According to an application for a restraining order by Deidra Dykeman, which was granted after the Dec. 21 incident, Hall and Dykeman had lived together as domestic partners in a Santa Ynez Valley home they owned together for about four years.
Dykeman told court officials that the judge "became very angry and lost control of herself" during an argument.
At one point, she said, Hall produced a handgun and threatened to shoot one of Dykeman's two dogs if Dykeman didn't leave the house. Hall also allegedly pulled Dykeman's hair and broke the phone when she tried to call 911.

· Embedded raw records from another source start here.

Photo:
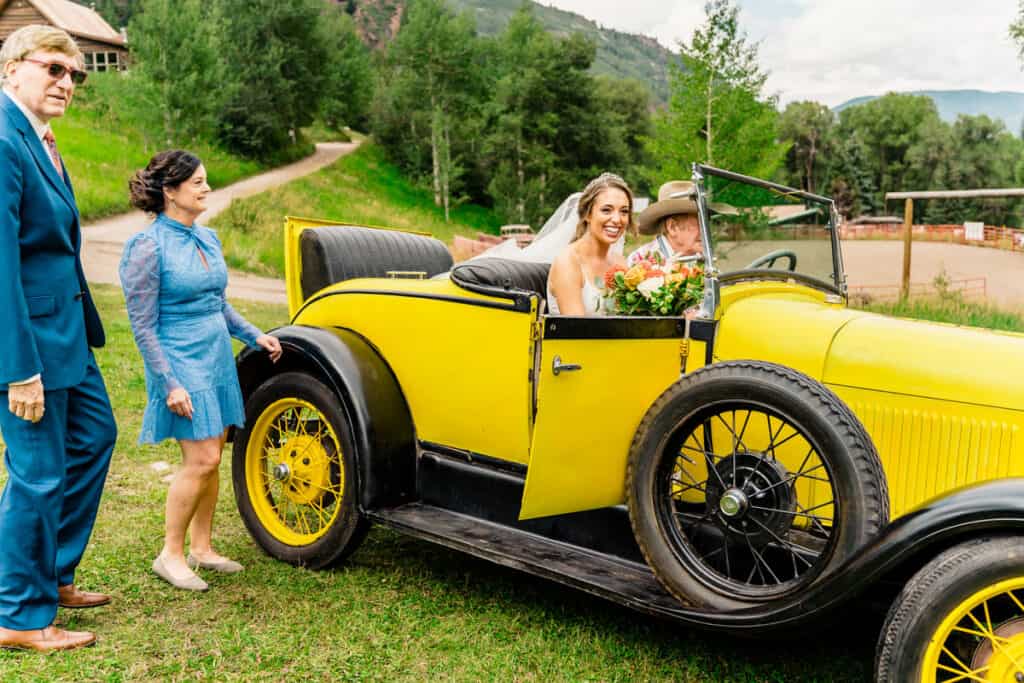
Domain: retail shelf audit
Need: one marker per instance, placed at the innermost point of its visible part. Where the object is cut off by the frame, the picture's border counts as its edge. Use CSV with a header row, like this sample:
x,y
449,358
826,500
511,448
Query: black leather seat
x,y
503,274
336,253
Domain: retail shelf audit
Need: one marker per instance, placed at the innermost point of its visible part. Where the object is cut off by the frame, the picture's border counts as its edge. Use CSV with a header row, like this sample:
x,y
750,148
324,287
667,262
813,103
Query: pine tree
x,y
717,112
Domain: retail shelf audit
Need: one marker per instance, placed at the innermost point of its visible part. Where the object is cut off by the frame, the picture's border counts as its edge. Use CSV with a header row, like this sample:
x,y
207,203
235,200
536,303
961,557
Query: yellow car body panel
x,y
942,403
943,361
587,419
929,446
442,348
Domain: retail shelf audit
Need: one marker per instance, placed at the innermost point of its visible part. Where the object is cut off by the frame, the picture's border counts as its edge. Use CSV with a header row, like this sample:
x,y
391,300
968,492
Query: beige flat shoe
x,y
192,583
224,566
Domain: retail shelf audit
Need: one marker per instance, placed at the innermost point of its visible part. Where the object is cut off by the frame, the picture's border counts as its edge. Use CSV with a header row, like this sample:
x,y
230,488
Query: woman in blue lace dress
x,y
174,276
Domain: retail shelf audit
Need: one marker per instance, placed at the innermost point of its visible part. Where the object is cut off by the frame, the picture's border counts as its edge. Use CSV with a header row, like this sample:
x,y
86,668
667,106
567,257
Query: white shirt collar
x,y
37,125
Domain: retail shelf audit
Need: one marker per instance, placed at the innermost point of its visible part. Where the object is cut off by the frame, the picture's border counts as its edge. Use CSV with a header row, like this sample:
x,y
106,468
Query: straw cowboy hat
x,y
674,198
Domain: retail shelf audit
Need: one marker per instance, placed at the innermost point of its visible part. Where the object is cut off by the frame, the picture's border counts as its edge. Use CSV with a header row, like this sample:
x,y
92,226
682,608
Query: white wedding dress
x,y
556,235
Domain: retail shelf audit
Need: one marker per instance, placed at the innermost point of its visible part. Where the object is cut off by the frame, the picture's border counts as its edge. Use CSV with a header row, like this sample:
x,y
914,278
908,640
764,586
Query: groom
x,y
55,417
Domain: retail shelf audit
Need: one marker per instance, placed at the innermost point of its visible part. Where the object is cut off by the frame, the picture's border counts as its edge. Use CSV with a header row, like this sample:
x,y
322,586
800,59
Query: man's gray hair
x,y
36,37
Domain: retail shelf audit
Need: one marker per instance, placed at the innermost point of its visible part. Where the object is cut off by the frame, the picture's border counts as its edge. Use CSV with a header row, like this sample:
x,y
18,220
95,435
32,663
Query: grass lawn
x,y
953,310
400,609
103,146
360,187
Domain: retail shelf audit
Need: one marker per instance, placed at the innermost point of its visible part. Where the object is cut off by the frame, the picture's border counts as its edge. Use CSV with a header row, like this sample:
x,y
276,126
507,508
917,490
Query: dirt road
x,y
870,262
102,241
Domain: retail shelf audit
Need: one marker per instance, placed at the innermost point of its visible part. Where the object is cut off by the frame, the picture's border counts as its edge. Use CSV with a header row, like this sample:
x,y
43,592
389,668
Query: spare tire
x,y
748,481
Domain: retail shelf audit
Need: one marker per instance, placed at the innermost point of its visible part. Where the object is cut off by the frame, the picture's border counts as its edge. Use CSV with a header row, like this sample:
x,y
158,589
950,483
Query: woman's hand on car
x,y
271,345
180,402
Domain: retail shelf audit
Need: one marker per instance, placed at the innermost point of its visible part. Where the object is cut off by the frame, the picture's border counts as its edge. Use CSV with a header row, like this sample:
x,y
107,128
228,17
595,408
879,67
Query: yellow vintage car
x,y
759,467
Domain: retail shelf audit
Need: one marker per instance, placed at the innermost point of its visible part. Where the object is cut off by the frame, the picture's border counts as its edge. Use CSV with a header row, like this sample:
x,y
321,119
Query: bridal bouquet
x,y
650,288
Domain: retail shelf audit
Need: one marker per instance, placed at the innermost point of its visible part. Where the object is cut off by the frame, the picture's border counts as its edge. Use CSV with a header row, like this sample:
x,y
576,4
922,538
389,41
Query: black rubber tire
x,y
858,477
934,592
334,254
350,527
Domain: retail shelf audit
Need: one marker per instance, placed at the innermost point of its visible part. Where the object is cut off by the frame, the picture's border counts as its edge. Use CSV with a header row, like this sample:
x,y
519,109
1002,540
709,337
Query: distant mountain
x,y
1005,105
620,54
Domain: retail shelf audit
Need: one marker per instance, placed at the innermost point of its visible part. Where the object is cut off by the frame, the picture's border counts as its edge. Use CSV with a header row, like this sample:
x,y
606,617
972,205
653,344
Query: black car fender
x,y
370,394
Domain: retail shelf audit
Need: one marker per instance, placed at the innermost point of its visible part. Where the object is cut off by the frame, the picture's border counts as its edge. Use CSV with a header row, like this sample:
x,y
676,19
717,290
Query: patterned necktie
x,y
51,146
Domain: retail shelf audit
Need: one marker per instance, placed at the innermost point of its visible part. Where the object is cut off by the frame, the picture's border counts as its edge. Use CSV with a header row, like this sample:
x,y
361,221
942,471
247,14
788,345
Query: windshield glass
x,y
765,227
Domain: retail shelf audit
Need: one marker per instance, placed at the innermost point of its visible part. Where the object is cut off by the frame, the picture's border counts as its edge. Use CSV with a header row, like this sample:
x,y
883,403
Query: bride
x,y
582,241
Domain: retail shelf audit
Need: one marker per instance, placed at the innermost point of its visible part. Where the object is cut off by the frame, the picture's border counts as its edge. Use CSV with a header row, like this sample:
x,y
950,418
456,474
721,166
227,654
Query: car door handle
x,y
558,367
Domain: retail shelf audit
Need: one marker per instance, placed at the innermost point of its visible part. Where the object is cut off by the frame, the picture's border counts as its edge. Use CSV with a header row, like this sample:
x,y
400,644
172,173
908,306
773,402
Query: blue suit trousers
x,y
56,469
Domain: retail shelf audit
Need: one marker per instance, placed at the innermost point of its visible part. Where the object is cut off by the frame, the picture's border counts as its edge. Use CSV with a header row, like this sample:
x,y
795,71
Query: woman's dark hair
x,y
167,169
589,199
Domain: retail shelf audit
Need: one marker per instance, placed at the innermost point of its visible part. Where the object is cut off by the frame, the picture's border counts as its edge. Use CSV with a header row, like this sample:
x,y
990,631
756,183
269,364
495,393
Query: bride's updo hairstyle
x,y
589,199
167,169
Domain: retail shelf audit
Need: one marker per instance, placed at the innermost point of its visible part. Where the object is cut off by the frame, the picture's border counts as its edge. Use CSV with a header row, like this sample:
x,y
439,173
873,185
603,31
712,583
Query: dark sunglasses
x,y
56,71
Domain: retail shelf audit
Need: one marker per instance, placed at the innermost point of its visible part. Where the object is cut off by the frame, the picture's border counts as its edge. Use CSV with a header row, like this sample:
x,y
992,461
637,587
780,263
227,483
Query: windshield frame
x,y
713,276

According to the restraining order request, Dykeman then ran into the garage with Hall following her, gun in hand. Dykeman said she blocked the door to keep Hall from getting in the garage, but Hall drove off.
Shortly after Hall's arrest, Gamble acknowledged that the judge had been feeling unusual pressure in recent months because of conflicts with defense lawyers. The only criminal judge in the county's small Lompoc courthouse, Hall was known for tough sentencing and a tough judicial style.

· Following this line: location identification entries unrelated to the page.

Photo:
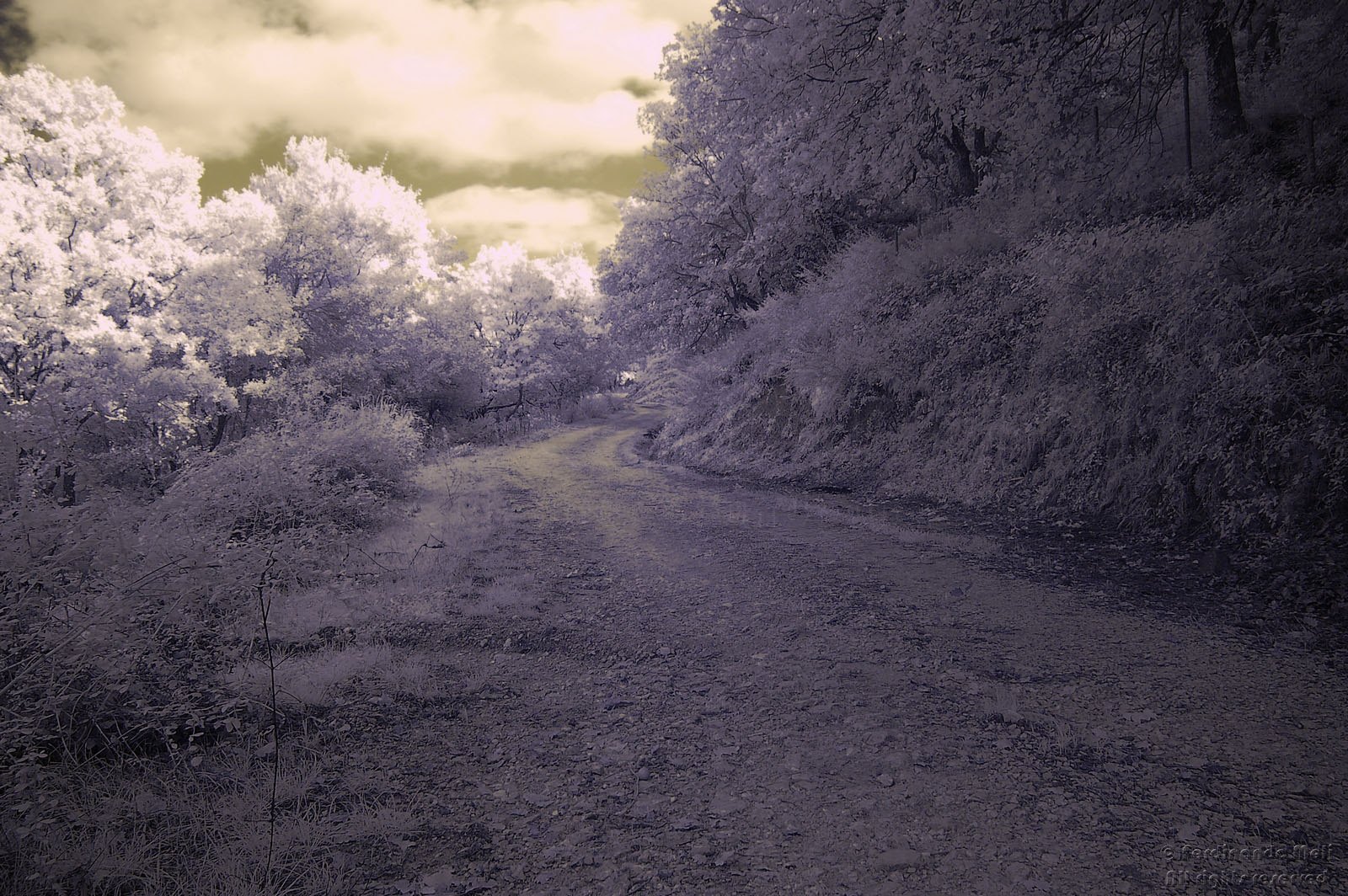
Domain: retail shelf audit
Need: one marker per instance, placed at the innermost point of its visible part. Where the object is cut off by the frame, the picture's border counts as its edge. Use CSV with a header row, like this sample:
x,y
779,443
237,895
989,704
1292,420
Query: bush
x,y
1179,371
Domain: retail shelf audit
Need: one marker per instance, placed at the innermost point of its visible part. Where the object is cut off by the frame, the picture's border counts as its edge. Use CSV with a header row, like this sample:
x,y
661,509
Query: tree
x,y
100,226
534,321
350,280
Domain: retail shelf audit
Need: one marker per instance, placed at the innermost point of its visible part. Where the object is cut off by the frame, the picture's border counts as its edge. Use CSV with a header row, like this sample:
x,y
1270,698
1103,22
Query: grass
x,y
145,826
197,821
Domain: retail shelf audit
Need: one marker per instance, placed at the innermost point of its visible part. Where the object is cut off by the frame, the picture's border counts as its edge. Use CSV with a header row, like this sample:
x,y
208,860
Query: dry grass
x,y
166,826
145,828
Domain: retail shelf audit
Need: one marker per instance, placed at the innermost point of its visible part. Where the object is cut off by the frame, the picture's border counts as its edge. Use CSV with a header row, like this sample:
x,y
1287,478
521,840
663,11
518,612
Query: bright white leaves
x,y
536,320
99,227
139,323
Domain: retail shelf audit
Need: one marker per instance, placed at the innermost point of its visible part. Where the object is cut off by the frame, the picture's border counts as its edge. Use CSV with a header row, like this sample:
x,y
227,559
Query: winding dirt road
x,y
725,689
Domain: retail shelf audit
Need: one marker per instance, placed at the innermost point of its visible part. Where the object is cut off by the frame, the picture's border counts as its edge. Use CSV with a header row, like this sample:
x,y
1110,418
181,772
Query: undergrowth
x,y
1176,370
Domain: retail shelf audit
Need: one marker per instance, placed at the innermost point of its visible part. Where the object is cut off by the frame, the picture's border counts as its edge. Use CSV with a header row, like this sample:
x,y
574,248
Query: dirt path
x,y
734,691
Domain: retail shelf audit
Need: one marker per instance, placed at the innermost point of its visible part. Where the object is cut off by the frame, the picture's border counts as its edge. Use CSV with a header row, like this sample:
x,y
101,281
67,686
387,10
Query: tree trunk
x,y
1227,116
963,179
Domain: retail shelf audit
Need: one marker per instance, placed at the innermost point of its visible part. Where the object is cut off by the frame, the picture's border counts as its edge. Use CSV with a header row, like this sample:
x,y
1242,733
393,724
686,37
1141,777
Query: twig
x,y
265,605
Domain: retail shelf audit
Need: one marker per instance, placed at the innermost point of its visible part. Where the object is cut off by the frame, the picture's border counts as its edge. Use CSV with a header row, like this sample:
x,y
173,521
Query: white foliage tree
x,y
99,227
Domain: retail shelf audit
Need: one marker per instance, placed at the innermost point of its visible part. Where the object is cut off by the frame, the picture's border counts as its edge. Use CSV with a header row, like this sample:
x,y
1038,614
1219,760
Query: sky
x,y
514,119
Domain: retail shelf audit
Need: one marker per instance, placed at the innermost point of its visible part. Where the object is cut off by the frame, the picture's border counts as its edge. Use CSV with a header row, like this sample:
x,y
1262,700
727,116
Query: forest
x,y
1082,262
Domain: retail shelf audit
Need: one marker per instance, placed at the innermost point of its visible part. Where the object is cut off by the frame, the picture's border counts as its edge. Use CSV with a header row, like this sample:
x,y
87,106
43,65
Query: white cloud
x,y
545,221
498,83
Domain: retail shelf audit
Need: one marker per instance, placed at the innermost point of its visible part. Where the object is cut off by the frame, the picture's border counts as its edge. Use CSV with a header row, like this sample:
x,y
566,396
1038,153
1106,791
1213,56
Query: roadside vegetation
x,y
1078,262
212,414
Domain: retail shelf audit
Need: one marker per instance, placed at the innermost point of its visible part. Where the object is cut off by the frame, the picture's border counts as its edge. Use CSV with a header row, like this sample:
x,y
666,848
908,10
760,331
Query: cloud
x,y
543,220
455,83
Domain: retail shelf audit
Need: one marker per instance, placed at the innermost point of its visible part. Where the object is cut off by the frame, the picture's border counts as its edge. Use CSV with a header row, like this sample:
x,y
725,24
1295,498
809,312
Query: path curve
x,y
727,689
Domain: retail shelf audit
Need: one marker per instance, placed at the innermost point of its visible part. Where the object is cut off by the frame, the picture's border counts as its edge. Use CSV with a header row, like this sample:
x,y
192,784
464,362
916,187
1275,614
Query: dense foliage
x,y
206,403
1083,259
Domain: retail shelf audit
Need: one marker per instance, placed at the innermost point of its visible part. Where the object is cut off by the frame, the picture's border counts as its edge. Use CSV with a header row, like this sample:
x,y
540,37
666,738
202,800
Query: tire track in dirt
x,y
727,689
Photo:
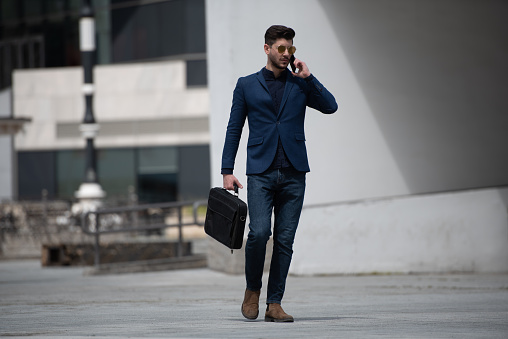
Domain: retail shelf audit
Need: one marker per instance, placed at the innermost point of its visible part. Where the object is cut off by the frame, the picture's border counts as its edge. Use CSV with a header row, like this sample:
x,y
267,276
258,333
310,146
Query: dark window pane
x,y
194,175
36,171
196,73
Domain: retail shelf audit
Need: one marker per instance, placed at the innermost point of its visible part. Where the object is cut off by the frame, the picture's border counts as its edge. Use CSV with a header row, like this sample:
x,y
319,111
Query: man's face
x,y
279,60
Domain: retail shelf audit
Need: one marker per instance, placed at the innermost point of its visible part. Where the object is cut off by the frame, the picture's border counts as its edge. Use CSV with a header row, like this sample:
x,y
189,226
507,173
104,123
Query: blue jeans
x,y
280,191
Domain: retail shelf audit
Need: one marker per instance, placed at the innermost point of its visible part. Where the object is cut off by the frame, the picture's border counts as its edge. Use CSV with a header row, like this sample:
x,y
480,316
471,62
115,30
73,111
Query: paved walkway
x,y
62,302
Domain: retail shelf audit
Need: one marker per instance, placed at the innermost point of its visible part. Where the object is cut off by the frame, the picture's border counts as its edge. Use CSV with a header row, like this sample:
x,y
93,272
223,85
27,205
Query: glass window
x,y
157,174
196,73
70,172
36,171
116,172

County public defenders subsequently have confirmed that they had discussed lodging mass peremptory challenges against Hall, to have her thrown off all criminal cases. That practice, known as "papering" a judge, can sometimes fatally damage a jurist's career by rendering him or her unable to handle cases.
Earlier this month, Gamble said he hoped the charges against Hall would be confined to drunk driving. Prosecutors said they are withholding any decisions on battery or gun charges pending completion of a thorough investigation.
Hall has been ordered to appear Jan. 23 at the county courthouse in Santa Maria for arraignment, said Deputy Dist. Atty. Kimberly Smith. A preliminary hearing date will be set at that time, she said.
Victoria Henley, director and chief counsel for the Commission on Judicial Performance, said Monday that state law does not call for immediate suspension of a judge when charges are made in a criminal complaint. But suspension with pay does begin if a judge is bound over for trial.
After the Dec. 21 incident, Hall was transferred from Lompoc to the Santa Maria courthouse, where she has been preparing to help on civil cases. Gamble said Monday that she is continuing to report for work there.
Gamble said that once he has studied the case in more detail, he may request that the case be transferred outside the jurisdiction of the Santa Barbara County district attorney to the state attorney general's office. Such a change is frequently granted when issues of judicial propriety are involved.